Missed loop vectorization in `add_fixed` example.

The [`add_fixed` example](https://github.com/gendx/paralight/blob/4613509cdc52847e11e292863486d7bcd97437a6/examples/add_fixed.rs) adds two slices element-wise using Paralight in `RangeStrategy::Fixed` mode. This means that each thread should simply process a triple of fixed sub-slices serially, and the per-thread compiled code should be similar to the [`add_serial` example](https://github.com/gendx/paralight/blob/4613509cdc52847e11e292863486d7bcd97437a6/examples/add_serial.rs).

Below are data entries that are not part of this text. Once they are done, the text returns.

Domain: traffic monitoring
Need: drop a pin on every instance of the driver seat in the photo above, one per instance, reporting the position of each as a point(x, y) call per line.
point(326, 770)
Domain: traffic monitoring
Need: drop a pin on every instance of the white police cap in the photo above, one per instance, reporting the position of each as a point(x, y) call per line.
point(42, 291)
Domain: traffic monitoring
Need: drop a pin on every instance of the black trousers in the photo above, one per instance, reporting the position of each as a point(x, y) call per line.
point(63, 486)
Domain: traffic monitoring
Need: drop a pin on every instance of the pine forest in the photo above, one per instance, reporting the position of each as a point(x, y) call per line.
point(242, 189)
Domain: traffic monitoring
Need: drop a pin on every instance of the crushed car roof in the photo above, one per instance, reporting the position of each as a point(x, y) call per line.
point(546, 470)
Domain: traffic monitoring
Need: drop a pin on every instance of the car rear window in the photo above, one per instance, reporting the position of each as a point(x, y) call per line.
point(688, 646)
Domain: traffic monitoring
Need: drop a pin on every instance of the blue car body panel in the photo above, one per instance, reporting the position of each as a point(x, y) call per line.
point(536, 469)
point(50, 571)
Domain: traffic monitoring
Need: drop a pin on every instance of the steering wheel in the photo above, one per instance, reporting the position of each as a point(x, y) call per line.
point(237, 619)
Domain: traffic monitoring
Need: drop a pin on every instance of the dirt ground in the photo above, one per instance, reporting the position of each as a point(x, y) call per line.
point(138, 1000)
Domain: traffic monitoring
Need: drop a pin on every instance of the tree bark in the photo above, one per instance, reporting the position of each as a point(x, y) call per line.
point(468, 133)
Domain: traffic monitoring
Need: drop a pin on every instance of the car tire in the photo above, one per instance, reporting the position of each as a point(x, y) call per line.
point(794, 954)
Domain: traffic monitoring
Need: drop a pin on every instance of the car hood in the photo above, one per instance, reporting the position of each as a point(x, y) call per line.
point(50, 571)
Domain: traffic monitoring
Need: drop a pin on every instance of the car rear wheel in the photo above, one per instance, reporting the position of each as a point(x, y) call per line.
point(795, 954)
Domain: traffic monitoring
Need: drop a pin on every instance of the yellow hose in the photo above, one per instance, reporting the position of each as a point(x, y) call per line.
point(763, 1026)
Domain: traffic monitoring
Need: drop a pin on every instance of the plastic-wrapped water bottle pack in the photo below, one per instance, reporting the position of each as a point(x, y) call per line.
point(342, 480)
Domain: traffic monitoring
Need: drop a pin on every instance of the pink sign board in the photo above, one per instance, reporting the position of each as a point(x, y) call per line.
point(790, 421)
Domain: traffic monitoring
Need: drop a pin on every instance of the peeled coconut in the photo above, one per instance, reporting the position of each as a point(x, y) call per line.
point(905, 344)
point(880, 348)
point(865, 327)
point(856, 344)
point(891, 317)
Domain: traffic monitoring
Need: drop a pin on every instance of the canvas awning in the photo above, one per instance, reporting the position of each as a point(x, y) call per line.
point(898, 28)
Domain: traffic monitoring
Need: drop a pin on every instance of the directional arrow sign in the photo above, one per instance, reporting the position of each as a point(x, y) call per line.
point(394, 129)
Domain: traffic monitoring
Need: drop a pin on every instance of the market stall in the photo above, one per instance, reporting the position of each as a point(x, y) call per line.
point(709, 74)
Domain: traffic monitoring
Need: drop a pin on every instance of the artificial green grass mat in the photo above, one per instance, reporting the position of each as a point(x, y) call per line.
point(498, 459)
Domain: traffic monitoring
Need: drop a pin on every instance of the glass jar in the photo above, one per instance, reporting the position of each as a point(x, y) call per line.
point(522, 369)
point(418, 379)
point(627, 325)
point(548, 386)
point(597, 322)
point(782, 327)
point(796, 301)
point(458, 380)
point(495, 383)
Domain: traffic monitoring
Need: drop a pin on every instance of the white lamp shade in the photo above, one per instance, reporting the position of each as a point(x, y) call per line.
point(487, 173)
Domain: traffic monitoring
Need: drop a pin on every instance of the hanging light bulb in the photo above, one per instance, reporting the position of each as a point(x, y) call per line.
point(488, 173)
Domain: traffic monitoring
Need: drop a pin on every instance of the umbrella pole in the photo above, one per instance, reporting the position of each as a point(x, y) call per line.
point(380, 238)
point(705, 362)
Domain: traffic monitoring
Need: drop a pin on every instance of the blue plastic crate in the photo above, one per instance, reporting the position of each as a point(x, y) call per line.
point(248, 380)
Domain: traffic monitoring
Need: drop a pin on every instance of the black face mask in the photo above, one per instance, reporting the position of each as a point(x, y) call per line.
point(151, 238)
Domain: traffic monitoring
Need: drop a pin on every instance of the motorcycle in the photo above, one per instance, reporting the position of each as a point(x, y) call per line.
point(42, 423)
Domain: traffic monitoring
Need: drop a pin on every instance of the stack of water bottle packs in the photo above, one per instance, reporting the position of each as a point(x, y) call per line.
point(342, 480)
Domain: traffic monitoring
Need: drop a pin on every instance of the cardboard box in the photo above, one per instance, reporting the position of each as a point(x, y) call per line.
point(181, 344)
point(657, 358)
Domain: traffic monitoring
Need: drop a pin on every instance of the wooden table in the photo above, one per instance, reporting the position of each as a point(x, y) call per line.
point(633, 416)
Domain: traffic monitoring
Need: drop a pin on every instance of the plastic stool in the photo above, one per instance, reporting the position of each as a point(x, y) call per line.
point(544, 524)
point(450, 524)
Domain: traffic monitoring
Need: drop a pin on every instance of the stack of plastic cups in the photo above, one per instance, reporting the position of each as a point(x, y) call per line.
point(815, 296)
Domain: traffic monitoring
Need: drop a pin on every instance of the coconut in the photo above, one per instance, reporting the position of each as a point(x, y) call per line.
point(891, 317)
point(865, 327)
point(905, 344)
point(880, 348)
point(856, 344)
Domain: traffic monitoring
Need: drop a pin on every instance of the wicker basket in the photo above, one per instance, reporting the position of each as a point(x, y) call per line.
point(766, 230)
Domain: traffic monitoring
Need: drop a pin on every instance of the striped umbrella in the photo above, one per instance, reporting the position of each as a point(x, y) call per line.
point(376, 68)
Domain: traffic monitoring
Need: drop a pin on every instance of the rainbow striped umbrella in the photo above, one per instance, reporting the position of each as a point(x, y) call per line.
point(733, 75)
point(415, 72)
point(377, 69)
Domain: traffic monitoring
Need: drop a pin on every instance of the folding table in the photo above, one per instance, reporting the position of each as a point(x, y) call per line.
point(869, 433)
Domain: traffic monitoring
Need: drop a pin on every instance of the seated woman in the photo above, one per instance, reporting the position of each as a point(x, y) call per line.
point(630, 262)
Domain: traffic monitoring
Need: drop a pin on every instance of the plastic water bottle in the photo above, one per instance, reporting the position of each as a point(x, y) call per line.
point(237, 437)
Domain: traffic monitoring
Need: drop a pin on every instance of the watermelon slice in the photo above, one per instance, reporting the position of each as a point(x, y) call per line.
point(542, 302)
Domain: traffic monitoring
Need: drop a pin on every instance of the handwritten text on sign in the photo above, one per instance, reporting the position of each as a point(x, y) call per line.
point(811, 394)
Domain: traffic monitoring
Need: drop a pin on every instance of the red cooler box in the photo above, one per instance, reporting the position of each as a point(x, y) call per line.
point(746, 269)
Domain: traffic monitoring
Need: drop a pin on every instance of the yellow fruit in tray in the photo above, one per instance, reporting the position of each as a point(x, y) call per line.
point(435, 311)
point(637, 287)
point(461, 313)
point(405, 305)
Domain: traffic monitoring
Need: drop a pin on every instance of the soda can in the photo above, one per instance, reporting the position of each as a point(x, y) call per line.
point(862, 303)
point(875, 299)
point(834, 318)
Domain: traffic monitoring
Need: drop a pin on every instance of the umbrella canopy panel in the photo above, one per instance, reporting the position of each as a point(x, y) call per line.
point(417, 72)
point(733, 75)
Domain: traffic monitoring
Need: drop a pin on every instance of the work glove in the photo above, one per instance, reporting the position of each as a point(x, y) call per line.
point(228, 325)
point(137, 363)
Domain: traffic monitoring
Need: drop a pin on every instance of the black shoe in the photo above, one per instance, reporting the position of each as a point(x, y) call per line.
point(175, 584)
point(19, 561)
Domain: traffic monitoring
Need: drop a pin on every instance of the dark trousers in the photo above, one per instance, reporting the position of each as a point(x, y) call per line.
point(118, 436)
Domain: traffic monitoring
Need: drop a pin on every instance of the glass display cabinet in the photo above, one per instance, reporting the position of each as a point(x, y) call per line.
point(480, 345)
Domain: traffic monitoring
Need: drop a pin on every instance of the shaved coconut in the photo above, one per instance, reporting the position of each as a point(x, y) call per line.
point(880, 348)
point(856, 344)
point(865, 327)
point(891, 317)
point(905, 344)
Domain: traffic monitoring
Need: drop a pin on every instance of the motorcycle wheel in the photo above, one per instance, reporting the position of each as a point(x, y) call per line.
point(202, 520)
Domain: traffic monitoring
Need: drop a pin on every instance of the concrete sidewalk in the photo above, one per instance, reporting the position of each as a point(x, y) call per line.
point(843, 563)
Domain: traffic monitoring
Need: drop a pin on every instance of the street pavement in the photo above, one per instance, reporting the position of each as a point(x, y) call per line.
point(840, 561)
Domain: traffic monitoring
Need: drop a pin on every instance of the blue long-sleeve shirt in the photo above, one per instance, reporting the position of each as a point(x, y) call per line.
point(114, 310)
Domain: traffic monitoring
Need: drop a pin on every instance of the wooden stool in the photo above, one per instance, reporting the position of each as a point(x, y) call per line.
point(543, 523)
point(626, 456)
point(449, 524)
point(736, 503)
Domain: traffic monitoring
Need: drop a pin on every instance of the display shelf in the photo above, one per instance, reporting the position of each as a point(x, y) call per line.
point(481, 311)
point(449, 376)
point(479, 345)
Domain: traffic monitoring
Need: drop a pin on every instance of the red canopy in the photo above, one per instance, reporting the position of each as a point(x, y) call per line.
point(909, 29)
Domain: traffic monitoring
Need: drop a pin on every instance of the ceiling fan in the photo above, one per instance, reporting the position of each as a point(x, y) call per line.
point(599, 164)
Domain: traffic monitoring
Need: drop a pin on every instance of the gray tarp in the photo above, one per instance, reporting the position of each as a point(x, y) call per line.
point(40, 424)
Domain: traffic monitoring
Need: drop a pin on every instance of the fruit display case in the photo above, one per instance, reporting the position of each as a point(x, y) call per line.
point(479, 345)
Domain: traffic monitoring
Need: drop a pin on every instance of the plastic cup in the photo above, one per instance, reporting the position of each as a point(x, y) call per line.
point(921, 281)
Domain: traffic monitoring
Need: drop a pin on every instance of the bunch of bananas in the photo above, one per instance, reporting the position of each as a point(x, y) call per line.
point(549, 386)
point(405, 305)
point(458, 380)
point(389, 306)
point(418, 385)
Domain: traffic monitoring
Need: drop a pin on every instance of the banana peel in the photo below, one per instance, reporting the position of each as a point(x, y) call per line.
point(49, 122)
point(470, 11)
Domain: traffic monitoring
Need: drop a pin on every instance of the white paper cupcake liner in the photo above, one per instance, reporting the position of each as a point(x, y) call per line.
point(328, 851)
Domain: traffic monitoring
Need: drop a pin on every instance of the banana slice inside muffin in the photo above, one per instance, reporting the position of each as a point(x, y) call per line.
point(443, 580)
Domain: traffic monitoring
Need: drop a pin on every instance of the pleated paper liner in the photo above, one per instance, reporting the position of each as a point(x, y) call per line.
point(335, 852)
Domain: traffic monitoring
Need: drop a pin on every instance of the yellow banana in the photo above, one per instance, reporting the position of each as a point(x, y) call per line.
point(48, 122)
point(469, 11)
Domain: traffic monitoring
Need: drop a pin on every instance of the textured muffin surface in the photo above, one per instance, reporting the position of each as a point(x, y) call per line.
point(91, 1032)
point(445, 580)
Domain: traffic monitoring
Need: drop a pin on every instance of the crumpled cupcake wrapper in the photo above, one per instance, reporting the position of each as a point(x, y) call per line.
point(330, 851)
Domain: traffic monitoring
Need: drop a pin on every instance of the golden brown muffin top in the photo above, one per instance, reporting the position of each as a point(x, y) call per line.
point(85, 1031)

However, in practice the fully serial example is compiled into a vectorized loop using SIMD instructions, while the Paralight example is compiled into a more naive element-by-element loop. This leaves a lot of performance on the table, as the additional speed offered by multi-threading with Paralight is counter-balanced by the lack of vectorization (depending on the number of threads and number of SIMD lanes).

Ideally, the Paralight code should benefit from both multi-threading and vectorization, especially with `RangeStrategy::Fixed`.

**Note**: This observation applies to this specific simple example, so the risk of Paralight code being under-optimized should be lower for more complex loops.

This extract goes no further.